The premiere of Asghar Farhadi's Parallel Tales at the 79th Cannes Film Festival produced one of the more extraordinary scenes of the two-week event: a seven-minute standing ovation in which Farhadi blew kisses to the crowd while Catherine Deneuve, Virginie Efira, and Vincent Cassel — each extraordinary in their own right — stood beside Isabelle Huppert, who wore a dramatic red Valentino gown and remained politely, precisely smiling throughout. Not performing gratitude. Receiving it.
In the Farhadi film, Huppert plays Sylvie, a French novelist whose better days are behind her. She lives in a stately Paris apartment that has started to fray at the seams. In search of inspiration, she begins spying on her neighbours across the street — a voyeurism that becomes, as Farhadi's plots always do, a trap of her own making. The film is freely inspired by the sixth episode of Kieslowski's Dekalog, and Huppert in it is, by the consensus of those who found it among the competition's best, extraordinary: dressed in vintage nightgowns and velvet jackets, typewriting at an ancient Olivetti, her cool intelligence deployed not in opposition to the character's recklessness but in perfect, uncomfortable concert with it.
We spoke with her the morning after the premiere at the Hotel Martinez, where she had arrived from Shanghai — she had just received a Magnolia award, the Chinese equivalent of a Tony, for her stage production of The Cherry Orchard — and was already in what she described as Cannes mode, which looked from the outside like the absence of any mode at all. She was simply present, which is, in a festival context, the most unusual quality available.
On the character: She plays a novelist who invents fiction more compelling than reality and then finds reality catching up. It is a specifically Farhadi trap — the story where the ordinary life turns out to be the dangerous one — and Huppert describes it as the most natural role he could have cast her in. She has always been interested, she says, in characters who observe before they act. Who watch rather than simply see.
On working with Farhadi: The match between the two of them is not accidental. Farhadi makes films about people who believe they understand the situation they are in — who are confident in their reading of the room — and who discover, incrementally and painfully, that they have misread everything. Huppert specialises in the specific quality of intelligence that produces this misreading: not stupidity, not naivety, but the particular blindness of the person whose intelligence has become a form of control. She is the ideal subject for his films and has apparently known this for some time.
On Cannes, on the red carpet, on the week's specific social electricity: She is affectionate about the festival and entirely unromantic about what it is. A market, she says, with a beautiful setting. She has been coming since the early 1970s.
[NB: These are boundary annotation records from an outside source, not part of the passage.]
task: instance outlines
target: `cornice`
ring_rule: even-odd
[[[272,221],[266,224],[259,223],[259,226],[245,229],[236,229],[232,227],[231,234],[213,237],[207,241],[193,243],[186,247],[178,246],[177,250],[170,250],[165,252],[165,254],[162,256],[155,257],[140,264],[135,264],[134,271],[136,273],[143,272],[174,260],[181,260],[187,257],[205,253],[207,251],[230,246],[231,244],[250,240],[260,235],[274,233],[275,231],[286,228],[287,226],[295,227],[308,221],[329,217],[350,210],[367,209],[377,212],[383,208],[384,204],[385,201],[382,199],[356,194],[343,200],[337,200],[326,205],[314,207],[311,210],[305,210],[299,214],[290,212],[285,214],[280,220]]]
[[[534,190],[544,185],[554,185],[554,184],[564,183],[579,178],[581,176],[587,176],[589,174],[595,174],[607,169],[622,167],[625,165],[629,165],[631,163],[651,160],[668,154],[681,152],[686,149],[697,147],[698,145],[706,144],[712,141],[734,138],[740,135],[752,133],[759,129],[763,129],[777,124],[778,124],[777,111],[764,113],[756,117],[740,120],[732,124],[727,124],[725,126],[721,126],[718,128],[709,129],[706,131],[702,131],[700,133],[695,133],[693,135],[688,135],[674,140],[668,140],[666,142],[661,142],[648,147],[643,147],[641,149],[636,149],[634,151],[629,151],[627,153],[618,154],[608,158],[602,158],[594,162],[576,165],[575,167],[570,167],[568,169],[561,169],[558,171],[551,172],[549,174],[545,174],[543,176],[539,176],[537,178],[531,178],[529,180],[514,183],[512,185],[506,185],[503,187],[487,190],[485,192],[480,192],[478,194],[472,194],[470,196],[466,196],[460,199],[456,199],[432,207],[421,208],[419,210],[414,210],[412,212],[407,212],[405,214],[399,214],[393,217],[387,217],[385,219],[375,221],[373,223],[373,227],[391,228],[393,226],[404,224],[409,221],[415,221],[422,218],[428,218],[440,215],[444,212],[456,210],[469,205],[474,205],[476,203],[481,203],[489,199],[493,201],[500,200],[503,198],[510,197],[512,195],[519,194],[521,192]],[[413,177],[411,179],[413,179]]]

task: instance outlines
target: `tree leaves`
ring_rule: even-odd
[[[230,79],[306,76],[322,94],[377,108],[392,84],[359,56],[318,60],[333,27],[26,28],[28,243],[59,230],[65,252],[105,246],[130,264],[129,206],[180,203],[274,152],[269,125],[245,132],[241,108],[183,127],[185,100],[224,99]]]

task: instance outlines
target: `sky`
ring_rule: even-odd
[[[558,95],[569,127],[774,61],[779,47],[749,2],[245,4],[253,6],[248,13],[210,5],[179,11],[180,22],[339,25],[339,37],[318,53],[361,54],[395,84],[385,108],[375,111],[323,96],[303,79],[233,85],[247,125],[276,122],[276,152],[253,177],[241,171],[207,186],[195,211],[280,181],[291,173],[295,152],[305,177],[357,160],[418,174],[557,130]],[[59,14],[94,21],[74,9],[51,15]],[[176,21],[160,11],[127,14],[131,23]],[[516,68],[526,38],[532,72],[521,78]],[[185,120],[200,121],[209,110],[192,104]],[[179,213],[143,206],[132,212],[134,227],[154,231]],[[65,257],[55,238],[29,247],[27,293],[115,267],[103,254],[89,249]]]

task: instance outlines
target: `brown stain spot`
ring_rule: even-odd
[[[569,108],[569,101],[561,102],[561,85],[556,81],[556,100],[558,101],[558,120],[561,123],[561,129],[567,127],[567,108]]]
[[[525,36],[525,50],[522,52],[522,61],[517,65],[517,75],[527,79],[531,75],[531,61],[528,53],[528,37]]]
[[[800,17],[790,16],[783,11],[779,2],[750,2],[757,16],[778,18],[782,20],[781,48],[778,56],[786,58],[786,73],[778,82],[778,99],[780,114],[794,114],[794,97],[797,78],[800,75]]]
She no longer counts the times.
On the question of age and the roles she is receiving: She looks at the question the way she looks at all questions that are really statements in disguise. Her answer is that she receives roles now that she did not receive at forty because she is more interesting now to the directors who find complicated women interesting. The directors who do not have never given her good roles at any age. That has always been the division.
Parallel Tales is in French theatres now. No US or UK distribution confirmed at press time. Watch for it.